PL : Quand elle a tourné ses scènes c’était un plan séquence, c’était pas prévu dans le scénario, elle m’a dit « si tu me fais parler de la maternité, je pleure », elle a deux fils… Il y avait quelque chose de très naturel pour elle dans son rapport avec Théodore.
T : Tu avais eu un coup de foudre pour Théodore ?
PL : Oui, vraiment ! Coup de foudre amical, humain, artistique, c’est un grand ami maintenant. Je suis fascinée par la figure de l’acteur, je suis fascinée par l’être humain, par sa gentillesse, son humanité. Quand je l’ai rencontré je me suis dit « qu’il avait vraiment tout de Nino », avec des variations évidement, on a beaucoup travaillé, et je me suis dit « ok, il faut que les gens le voient à l’écran comme moi je le vois ». Il me donne toujours un peu envie de pleurer *rires*..!
T : Oui, il y a beaucoup de sincérité dans son jeu. À chacune de ses apparitions, on sent comme un basculement émotionnel. Sa tendresse envers sa mère, le deuil lié à la perte de son père, et en miroir, cette idée que sa mère devra peut-être un jour faire le deuil de son fils, que le cancer revienne ou non. Tout cela crée une impression d’urgence, un tiraillement entre la paternité, la filiation et l’enfance, comme s’il restait coincé entre ces états. Et le petit bracelet de bébé qu’elle conserve rend tout cela encore plus bouleversant.
PL : Je suis contente, je tenais vraiment à ce que ce soit l’image forte du film. Que cette chambre (celle du traitement de chimio de Nino, ndlr) ressemble un peu à une chambre de maternité. Lui, il est à un croisement : encore le fils de sa mère, mais déjà projeté dans une sorte d’horloge biologique.
T : D’habitude ce sont plutôt les femmes à qui on rappelle cette horloge biologique. Est-ce que ça fait écho à ton propre vécu ?
PL : J’ai perdu quelqu’un d’un cancer dans ma famille, dans sa trentaine. Au début de la maladie, je trouvais fou qu’on lui propose un prélèvement de sperme « au cas où ». C’était à la fois bouleversant, parce que cela ouvrait une projection vers la vie, et troublant d’anticiper une survivance alors même que la sienne restait incertaine. C’est très existentialiste d’un coup ! Et quand j’ai écrit Nino, peut-être dans une démarche de crédibilité, je me suis dit « on va lui demander ça de toute façon, alors autant explorer cette piste là ». Et ça me faisait un peu marrer aussi, qu’il s’agite comme ça à trente ans pour ces questions-là.
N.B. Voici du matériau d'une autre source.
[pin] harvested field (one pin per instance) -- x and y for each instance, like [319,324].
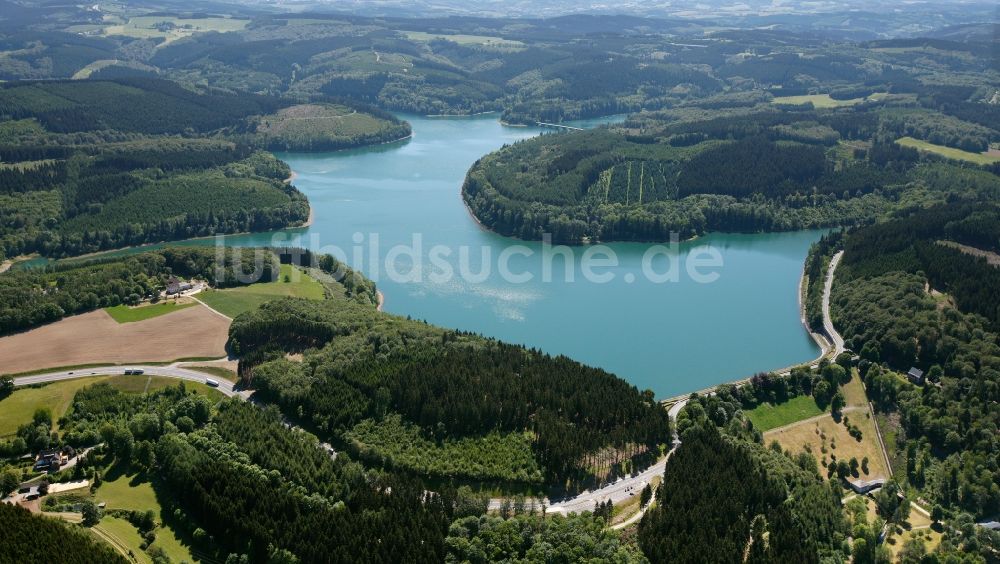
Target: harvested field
[95,337]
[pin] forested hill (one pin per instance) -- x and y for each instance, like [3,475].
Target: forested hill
[412,396]
[906,296]
[729,500]
[704,168]
[93,165]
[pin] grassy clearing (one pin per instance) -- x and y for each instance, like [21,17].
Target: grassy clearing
[18,408]
[122,535]
[173,28]
[143,383]
[235,301]
[464,39]
[828,440]
[948,152]
[918,527]
[123,491]
[217,371]
[126,314]
[854,392]
[817,100]
[90,69]
[767,416]
[307,124]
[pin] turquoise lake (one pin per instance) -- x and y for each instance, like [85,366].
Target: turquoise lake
[672,337]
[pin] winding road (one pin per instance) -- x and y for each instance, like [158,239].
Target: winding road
[617,492]
[171,371]
[831,331]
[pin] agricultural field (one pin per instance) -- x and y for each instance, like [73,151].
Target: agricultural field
[948,152]
[18,408]
[919,527]
[148,383]
[817,100]
[234,301]
[173,28]
[95,337]
[828,439]
[322,127]
[126,314]
[216,370]
[461,39]
[120,534]
[766,416]
[135,492]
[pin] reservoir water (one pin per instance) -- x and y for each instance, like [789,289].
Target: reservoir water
[672,337]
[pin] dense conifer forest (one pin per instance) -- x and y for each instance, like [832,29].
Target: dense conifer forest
[905,298]
[691,171]
[457,393]
[376,438]
[95,165]
[752,505]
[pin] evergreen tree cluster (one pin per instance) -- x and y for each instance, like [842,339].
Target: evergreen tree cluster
[883,306]
[724,499]
[450,385]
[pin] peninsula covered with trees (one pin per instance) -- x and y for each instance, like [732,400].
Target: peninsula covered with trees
[699,168]
[442,403]
[95,165]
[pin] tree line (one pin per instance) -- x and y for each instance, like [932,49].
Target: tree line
[450,385]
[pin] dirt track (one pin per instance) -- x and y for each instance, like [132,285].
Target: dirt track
[96,338]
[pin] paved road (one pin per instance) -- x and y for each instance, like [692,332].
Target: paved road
[831,331]
[225,386]
[619,491]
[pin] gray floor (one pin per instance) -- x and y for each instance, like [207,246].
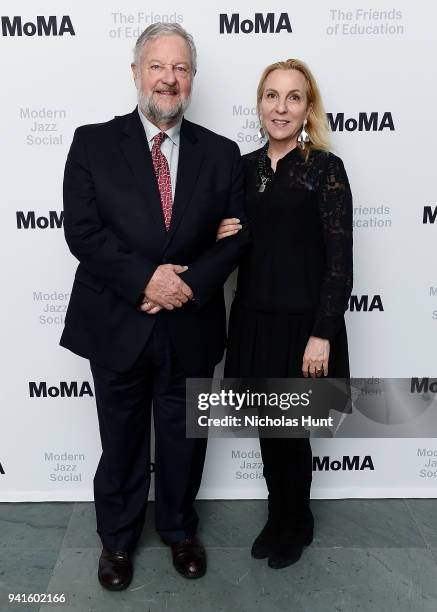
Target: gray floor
[368,555]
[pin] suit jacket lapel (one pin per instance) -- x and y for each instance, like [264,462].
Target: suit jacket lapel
[190,160]
[136,151]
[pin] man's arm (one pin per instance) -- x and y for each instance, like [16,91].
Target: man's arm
[209,272]
[93,243]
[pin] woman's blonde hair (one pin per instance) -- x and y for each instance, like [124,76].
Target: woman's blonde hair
[317,125]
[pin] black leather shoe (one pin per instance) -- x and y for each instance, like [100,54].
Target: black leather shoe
[115,570]
[289,548]
[264,544]
[189,557]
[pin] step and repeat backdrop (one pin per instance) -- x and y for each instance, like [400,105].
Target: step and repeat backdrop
[67,64]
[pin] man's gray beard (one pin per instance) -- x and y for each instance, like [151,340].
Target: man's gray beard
[159,115]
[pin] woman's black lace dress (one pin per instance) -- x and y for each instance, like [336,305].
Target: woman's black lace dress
[294,282]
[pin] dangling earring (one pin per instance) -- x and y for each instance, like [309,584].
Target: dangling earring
[303,137]
[261,132]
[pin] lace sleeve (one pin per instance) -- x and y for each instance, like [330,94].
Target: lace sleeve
[336,217]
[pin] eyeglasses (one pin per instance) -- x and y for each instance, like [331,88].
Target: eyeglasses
[183,70]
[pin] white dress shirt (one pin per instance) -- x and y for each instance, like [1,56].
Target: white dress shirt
[170,146]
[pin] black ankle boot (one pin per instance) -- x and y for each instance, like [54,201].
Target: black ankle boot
[290,542]
[265,543]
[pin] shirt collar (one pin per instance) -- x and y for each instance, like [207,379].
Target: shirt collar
[151,130]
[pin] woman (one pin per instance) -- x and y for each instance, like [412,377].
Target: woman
[287,318]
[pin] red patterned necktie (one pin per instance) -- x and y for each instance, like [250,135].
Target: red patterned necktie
[162,172]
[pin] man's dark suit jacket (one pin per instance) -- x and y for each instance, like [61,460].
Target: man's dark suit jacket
[114,226]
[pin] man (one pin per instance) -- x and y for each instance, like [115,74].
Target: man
[143,198]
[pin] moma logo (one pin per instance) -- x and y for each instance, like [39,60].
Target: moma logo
[429,214]
[346,463]
[365,122]
[29,220]
[365,303]
[268,23]
[42,26]
[65,389]
[423,385]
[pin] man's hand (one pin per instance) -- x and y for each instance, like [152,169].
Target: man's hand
[149,308]
[316,357]
[166,289]
[228,227]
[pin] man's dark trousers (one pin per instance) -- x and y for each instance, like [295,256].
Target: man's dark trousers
[121,484]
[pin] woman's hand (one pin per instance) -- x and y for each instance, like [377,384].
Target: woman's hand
[228,227]
[316,357]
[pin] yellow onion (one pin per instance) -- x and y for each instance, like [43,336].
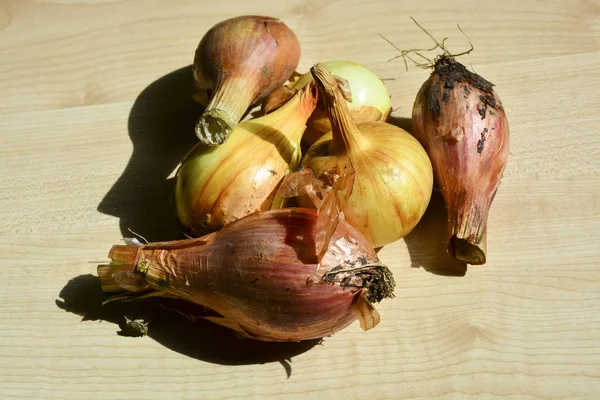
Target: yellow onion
[365,94]
[237,63]
[460,121]
[217,185]
[262,276]
[393,176]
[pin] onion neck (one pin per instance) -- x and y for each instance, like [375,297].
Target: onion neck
[468,231]
[345,134]
[292,116]
[226,108]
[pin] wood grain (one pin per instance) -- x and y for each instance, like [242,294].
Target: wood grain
[95,114]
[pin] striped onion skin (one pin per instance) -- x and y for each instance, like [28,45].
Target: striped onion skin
[393,182]
[217,185]
[261,274]
[393,174]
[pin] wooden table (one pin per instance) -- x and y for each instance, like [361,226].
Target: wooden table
[96,113]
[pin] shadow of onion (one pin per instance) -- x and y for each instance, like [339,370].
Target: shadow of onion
[161,128]
[427,242]
[198,338]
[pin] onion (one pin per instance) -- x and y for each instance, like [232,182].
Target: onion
[262,275]
[367,97]
[237,63]
[460,121]
[217,185]
[392,175]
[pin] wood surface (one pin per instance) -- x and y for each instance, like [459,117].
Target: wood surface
[96,112]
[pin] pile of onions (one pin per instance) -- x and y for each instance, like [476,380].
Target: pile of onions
[262,275]
[365,94]
[217,185]
[460,121]
[392,175]
[278,273]
[237,63]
T : Et pourtant, un peu par hasard, il se retrouve face à son passé d’enfant avec cette amie (Salomé Dewaels) recroisée au café. Elle a un fils, à qui il lit une histoire, rejouant la posture du père, du compagnon, si naturelle pour lui.
PL : J’avais vraiment envie qu’il se surprenne lui-même à être capable d’inventer une histoire.
T : C’était de l’improvisation ?
PL : Alors non, il a dévié, mais c’est marrant parce que c’est une scène que j’ai écrite une fois et que je n’ai plus jamais relue jusqu’au tournage. Il fallait aussi voir ce qui marchait chez l’enfant, il a pris le bon ton, puis il s’est laissé surprendre d’être capable d’endormir un enfant.
T : Même avant de pouvoir être père. C’est la tendresse et l’érotisme parlé que lui adresse son amie d’enfance qui lui permet ensuite de jouir pour pouvoir conserver son sperme.
PL : Ils ont une grande confiance, une grande connexion. Puis il est très touché que quelqu’un puisse faire ça pour lui ! Ils se sont perdus de vue depuis des années, mais à un moment elle lui dit qu’elle se souvient quand il a perdu son père au collège. C’est très marquant de perdre un parent si jeune. Puis elle a une sorte d’ouverture à la parole très facile, donc il se sent complètement en confiance, ils n’ont pas besoin de beaucoup se parler pour que finalement elle l’amène vers ça : vers la jouissance, vers le lâcher prise. Il en a le droit.
T : Il est finalement assez ouvert. Au début, forcément, un peu sous le choc que la médecin lui annonce qu’il a un cancer, et de la manière dont elle lui annonce aussi…
PL : C’est le cas de tellement de gens ! Quand j’étais en cours de montage j’ai demandé à plein de gens, des amis, ce qu’ils en pensaient, et la scène crispait beaucoup. Certains disaient « oulah ça ne peut pas se passer comme ça », et ceux qui l’avaient vécu disaient que justement ça se passe exactement comme ça. Sans jeter la pierre, j’ai essayé de faire une jeune médecin où on comprend qu’elle est fatiguée, qu’elle a un mauvais matos, mais qui veut quand même que la solution du traitement ne traîne pas trop.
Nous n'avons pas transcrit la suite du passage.